2009-09-21 19:40:56 | 日記
 
 4 神によって特別に取りのけられていた土地

 「私たちのために、彼らは汗を流して懸命に働き、西部を開拓した。むち打ちに耐え、硬い土地を耕した」(就任演説)と称え、これが今日も続けられている旅だとオバマ氏はいう。西部開拓についてはいろいろの見方があろう。目の当たりにその情景を見ていたトクヴィルはそれを見事に表現した。
 「北米は、土地の自然的な富を利用しようとも考えなかった放浪部族<岩波文庫・松本訳=遊牧民族。アメリカインディアンは狩猟民族であった筈=筆者>によってのみ住まわれていた。北米は、本当のことをいえば、まだ住民の来るのを待っていた空っぽの大陸、見捨てられた土地であった」(岩波文庫・井伊訳、以下同じ)。「この北米は、原始時代の孤立した無知な、そして野蛮な人間にではなく、すでに自然の最も重要な秘密の鍵をにぎっていて、同胞たちと団結し、五千年の経験で訓育された人間に、提供されたのである。」。「このときに、一千三百万の文明的ヨーロッパ人が、正確には資源も広さも分かっていなかった肥沃な荒野に静かに拡散していった。彼等の前方では三千~四千の兵士たちが、放浪的原住民族を追いのけていった。武装した人々の背後には、森を切り開く樵夫たちが進み、猛獣をさけ、河の水路を探し、荒野を横切っての文明の勝ち誇った前進を準備した」。
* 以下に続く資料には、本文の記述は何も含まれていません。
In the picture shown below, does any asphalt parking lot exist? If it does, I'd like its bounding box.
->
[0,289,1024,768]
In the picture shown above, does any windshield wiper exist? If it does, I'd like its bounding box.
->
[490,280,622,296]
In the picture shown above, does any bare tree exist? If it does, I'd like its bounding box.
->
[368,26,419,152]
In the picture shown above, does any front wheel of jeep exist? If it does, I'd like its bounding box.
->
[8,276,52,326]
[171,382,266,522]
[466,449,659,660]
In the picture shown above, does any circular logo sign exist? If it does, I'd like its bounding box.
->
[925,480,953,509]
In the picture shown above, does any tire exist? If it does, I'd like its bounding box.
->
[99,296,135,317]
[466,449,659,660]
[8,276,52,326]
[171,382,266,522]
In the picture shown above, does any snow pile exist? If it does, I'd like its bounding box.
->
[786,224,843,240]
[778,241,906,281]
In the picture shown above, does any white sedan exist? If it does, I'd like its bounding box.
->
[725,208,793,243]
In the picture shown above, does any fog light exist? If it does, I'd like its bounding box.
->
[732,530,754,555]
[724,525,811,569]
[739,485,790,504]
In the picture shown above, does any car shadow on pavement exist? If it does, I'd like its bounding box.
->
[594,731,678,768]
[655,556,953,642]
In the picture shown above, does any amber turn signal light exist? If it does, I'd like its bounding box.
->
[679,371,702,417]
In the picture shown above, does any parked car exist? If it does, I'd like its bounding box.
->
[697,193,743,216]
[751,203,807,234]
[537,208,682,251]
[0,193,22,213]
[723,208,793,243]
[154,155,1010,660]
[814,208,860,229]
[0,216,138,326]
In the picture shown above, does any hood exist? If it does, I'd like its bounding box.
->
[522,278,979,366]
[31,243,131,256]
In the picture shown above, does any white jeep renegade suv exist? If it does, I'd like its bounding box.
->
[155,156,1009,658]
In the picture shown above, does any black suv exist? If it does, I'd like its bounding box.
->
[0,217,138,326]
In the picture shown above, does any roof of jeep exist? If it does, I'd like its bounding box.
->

「この餌[土地のこと]を追いかけるためにアメリカ人はインディアンの矢と荒野の病気をものともせず立ち向かってゆく」。
 トクヴィルはさらにいう。移住民たちはより多くの利益を求めて、さらに西へ西へと歩くと。そして「今日では、この移住ということは彼らには一種の偶然な遊戯になっていて、その遊戯で勝ちがえられる限り、彼らは面白いと思っている」。そしてこう結ぶ、「人間の悪徳が、その美徳とほとんど同じく社会に有益である世界は、何と幸福な国であることよ」。悪徳と美徳が同様に有益であるとは! まことに奇妙な世界である。
 この西部開拓に当たっては、プリグラム・ファーザーたちが結んだ契約のことを思い起こさせる。次の文を参照してもらいたい。「西部へ幌馬車が出発するときには、出発前に憲法が全員一致で採択され、全員がこの憲法に署名するのがならわしであった。たとえば、1849年5月9日にゴールドラッシュに沸くカリフォルニアに向けて出発した一隊は、次のような文章で始まる憲法を採択している。『われら、グリーン・アンド・ジャージ・カリフォルニア移住団のメンバーは、われわれの人身と財産を有効に保護するため、かつ迅速で快適な旅行を確保する手段として、下記の憲法を規定し制定する』(阿部斉「アメリカ立憲主義の形成」『思想』No.761)。
 アメリカ大陸にやってきた西欧人たちは、インディアンを人間とは見ていなかったように思える。人間として見たとしても、土地は彼らのものではなく、白人のものであり、白人の到来を待っていた神が彼らに与えてくれたもの、つまり神の約束の地であった。イスラエルの地がユダヤ教徒にとって神の約束の地であるように。 白人征服者たちの言い分は、インディアンは狩猟を行っているだけであって労働を行わない民族なので土地の所有権はない、そこは空白の土地である、富や財産は耕作するという労働の対価としてだけ与えられるものである、と。
 オバマ氏の演説には、先住民インディアンについての言及は一行もない。